Soils in ice-free areas in Antarctica are recognized for their high salt concentrations and persistent arid conditions. While previous studies have investigated the distribution of salts and potential sources in the McMurdo Dry Valleys, logistical constraints have limited our investigation and understanding of salt dynamics within the Transantarctic Mountains. We focused on the Shackleton Glacier (85° S, 176° W), a major outlet glacier of the East Antarctic Ice Sheet located in the Central Transantarctic Mountains (CTAM), and collected surface soil samples from 10 ice-free areas. Concentrations of water-soluble nitrate (NO₃^–) and sulfate (SO₄^2–) ranged from <0.2 to ∼150 μmol g^–1 and <0.02 to ∼450 μmol g^–1, respectively. In general, salt concentrations increased with distance inland and with elevation. However, concentrations also increased with distance from current glacial ice position. To understand the source and formation of these salts, we measured the stable isotopes of dissolved water-soluble NO₃^– and SO₄^2–, and soil carbonate (HCO₃ + CO₃). δ¹⁵N-NO₃ values ranged from −47.8 to 20.4‰ and, while all Δ¹⁷O-NO₃ values are positive, they ranged from 15.7 to 45.9‰. δ³⁴S-SO₄ and δ¹⁸O-SO₄ values ranged from 12.5 and 17.9‰ and −14.5 to −7.1‰, respectively. Total inorganic carbon isotopes in bulk soil samples ranged from 0.2 to 8.5‰ for δ¹³C and −38.8 to −9.6‰ for δ¹⁸O. A simple mixing model indicates that NO₃^– is primarily derived from the troposphere (0–70%) and stratosphere (30–100%). SO₄^2– is primarily derived from secondary atmospheric sulfate (SAS) by the oxidation of reduced sulfur gases and compounds in the atmosphere by H₂O₂, carbonyl sulfide (COS), and ozone. Calcite and perhaps nahcolite (NaHCO₃) are formed through both slow and rapid freezing and/or the evaporation/sublimation of HCO₃ + CO₃-rich fluids. Our results indicate that the origins of salts from ice-free areas within the CTAM represent a complex interplay of atmospheric deposition, chemical weathering, and post-depositional processes related to glacial history and persistent arid conditions. These findings have important implications for the use of these salts in deciphering past climate and atmospheric conditions, biological habitat suitability, glacial history, and can possibly aid in our future collective understanding of salt dynamics on Mars.

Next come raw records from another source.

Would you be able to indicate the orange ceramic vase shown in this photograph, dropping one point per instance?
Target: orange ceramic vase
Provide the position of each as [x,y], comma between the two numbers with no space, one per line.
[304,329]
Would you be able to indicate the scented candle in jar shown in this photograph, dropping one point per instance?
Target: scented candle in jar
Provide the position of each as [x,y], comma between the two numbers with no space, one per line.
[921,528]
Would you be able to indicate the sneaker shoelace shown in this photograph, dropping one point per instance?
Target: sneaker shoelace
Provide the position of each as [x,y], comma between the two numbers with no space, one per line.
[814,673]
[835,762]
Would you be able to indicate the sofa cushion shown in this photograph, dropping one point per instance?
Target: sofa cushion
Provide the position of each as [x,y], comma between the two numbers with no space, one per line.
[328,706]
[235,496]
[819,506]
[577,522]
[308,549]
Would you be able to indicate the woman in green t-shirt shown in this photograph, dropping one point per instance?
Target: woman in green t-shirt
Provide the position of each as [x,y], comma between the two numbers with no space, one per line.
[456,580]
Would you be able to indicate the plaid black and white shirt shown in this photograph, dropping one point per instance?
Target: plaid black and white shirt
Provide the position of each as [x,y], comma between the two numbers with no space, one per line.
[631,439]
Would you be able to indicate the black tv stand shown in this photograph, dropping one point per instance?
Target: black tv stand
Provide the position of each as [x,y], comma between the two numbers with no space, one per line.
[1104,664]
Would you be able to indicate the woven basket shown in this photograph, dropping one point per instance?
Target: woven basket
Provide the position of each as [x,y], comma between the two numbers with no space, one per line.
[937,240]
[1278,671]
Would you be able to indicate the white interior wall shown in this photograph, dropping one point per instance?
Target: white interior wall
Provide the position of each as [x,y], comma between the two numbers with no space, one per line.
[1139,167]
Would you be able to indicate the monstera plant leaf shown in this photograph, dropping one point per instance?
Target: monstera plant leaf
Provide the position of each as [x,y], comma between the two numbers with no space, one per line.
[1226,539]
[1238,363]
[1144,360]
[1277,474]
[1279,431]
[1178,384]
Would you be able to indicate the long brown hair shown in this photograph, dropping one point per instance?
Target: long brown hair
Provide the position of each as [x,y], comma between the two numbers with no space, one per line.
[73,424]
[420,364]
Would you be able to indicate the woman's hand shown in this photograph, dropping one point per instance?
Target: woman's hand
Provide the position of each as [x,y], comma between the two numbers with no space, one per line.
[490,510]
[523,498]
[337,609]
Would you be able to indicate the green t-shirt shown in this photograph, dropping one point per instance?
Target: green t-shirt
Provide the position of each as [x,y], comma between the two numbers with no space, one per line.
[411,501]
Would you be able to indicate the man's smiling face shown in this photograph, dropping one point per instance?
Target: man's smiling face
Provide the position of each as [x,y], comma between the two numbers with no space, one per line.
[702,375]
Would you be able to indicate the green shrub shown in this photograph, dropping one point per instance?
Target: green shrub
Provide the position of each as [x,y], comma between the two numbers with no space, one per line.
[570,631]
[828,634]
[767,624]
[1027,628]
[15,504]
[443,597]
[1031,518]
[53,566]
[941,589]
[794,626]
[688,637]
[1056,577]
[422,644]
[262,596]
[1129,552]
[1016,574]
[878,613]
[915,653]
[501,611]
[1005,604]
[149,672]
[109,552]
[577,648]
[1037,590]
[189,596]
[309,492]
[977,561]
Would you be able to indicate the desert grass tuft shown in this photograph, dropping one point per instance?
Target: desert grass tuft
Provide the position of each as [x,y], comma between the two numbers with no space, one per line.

南极无冰地区的土壤因其高盐含量和持续干旱条件而闻名。虽然先前的研究已经调查了麦克默多干旱谷中盐的分布和潜在来源，但后勤限制限制了我们对跨南极山脉内盐动态的调查和了解。我们将重点放在位于南极中部山脉（CTAM）的东南极冰盖的主要出口冰川Shackleton冰川（85°S，176°W）上，并从10个无冰区收集了地表土壤样品。水溶性硝酸盐（NO ₃ ^–）和硫酸盐（SO ₄ ^2–）的浓度范围从<0.2到〜150μmolg ^–1和<0.02到〜450μmolg ^–1， 分别。通常，盐浓度随内陆距离和海拔的升高而增加。但是，浓度也随着距当前冰川冰位置的距离增加而增加。为了理解这些盐的来源和形成，我们测量溶解水溶性NO的稳定同位素₃ ^-和SO ₄ ^2-，以及土壤碳酸盐（HCO ₃ + CO ₃）。δ ¹⁵ N-NO _3个值介于-47.8至20.4‰和，而所有Δ ¹⁷ -O-NO ₃的值是正的，它们从15.7不等45.9‰。δ ³⁴ S-SO ₄和δ ¹⁸ O形SO ₄值分别在12.5和17.9‰和-14.5至-7.1‰之间。散装土壤样品中总的无机碳同位素范围从0.2至8.5‰，δ ¹³ C和-38.8 -9.6到为‰δ ¹⁸ O.一个简单的混合模型表明，NO ₃ ^-主要由对流层衍生的（0-70％ ）和平流层（30-100％）。SO ₄ ^2–主要来自次级大气硫酸盐（SAS），它是通过H ₂ O ₂，羰基硫（COS）和臭氧将大气中还原的硫气和化合物氧化而形成的。通过缓慢和快速冷冻和/或HCO ₃的蒸发/升华形成方解石，也许还有石碳酸（NaHCO ₃）+富含CO _3的流体。我们的结果表明，CTAM内无冰地区的盐分起源代表了大气沉积，化学风化以及与冰川历史和持续干旱条件有关的沉积后过程的复杂相互作用。这些发现对这些盐在解释过去的气候和大气条件，生物栖息地的适宜性，冰川历史方面的应用具有重要意义，并且可能有助于我们对火星上盐动力学的未来集体理解。